Tantangan itu disampaikan saat penyerahan reward kepada atlet, pelatih, dan ofisial peraih medali Porprov IX Jatim 2025 di Graha Lila Semesta, Ngasem, Selasa (23/12/2025) sore. Di hadapan para patriot olahraga, Mas Dhito menegaskan bahwa prestasi harus terus bergerak naik, bukan berhenti di angka yang sudah diraih.
“Ini bentuk apresiasi pemerintah kepada cabang olahraga yang berprestasi. Dari Porprov 2023 kita peringkat 12, Porprov 2025 naik ke posisi 11 dari 38 kabupaten/kota. Tapi itu belum cukup. Target Porprov 2027 kita harus masuk lima besar,” tegas Mas Dhito.
Prestasi kontingen Kabupaten Kediri pada Porprov IX memang menunjukkan grafik menanjak. Dengan menurunkan 439 atlet dan 108 pelatih di 43 cabang olahraga, Kabupaten Kediri berhasil mengoleksi 93 medali—terdiri dari 24 emas, 23 perak, dan 46 perunggu. Raihan tersebut mengantarkan Bumi Panjalu naik satu peringkat dari gelaran sebelumnya.

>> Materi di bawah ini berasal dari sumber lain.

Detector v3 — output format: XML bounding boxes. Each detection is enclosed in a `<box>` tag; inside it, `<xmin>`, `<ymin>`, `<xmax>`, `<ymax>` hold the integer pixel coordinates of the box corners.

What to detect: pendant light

Sebagai bentuk penghargaan nyata, Pemerintah Kabupaten Kediri mengucurkan total bonus Rp2,4 miliar yang diberikan kepada atlet, pelatih, dan ofisial. Reward tersebut diserahkan secara simbolis oleh Bupati Hanindhito dalam bentuk buku tabungan—sebuah pesan bahwa prestasi dihargai secara konkret.
Namun, Mas Dhito mengingatkan, bonus bukanlah garis akhir. Persaingan olahraga prestasi, menurutnya, menuntut konsistensi, disiplin, dan kerja keras jangka panjang.
“Jangan larut dalam kebanggaan. Prestasi harus dijaga dan ditingkatkan. Kita harus terus berproses agar Kabupaten Kediri bisa bersaing, tidak hanya di tingkat provinsi, tapi juga nasional hingga internasional,” ujarnya.
Ia juga menekankan pentingnya sinergi antara pemerintah daerah, KONI, pelatih, dan masyarakat dalam membangun ekosistem olahraga yang sehat dan berkelanjutan. Pembinaan atlet muda, kata Mas Dhito, menjadi kunci agar regenerasi prestasi tidak terputus.
Sementara itu, Ketua KONI Kabupaten Kediri, Hakim Rahmadsyah Parnata, menyampaikan apresiasi atas dukungan penuh Bupati dan Pemkab Kediri terhadap olahraga prestasi. Menurutnya, reward yang diberikan menjadi bukti nyata perhatian pemerintah terhadap jerih payah atlet dan pelatih.
“Menjawab target Mas Bupati, kami akan mulai mempersiapkan sejak 2026. Pembinaan jangka panjang untuk Porprov 2027 menjadi fokus utama,” kata Hakim.
Ia menambahkan, KONI Kabupaten Kediri akan memaksimalkan tambahan cabang olahraga potensial dan memperkuat pembinaan pada cabor-cabor terukur seperti renang dan atletik. Selain itu, KONI juga berupaya menjaga agar atlet asli Kabupaten Kediri tetap membela daerahnya sendiri.
“Fokus kami membina atlet yang ada agar tidak pindah membela daerah lain. Di Porprov kemarin, sudah cukup banyak atlet yang kembali membela Kabupaten Kediri, dan itu akan terus kami dorong,” pungkasnya.
Bonus telah dibagikan, tantangan sudah dilempar. Kini, Porprov 2027 bukan sekadar target di atas kertas, melainkan komitmen bersama: Kabupaten Kediri ingin naik kelas dan berbicara di barisan elite olahraga Jawa Timur.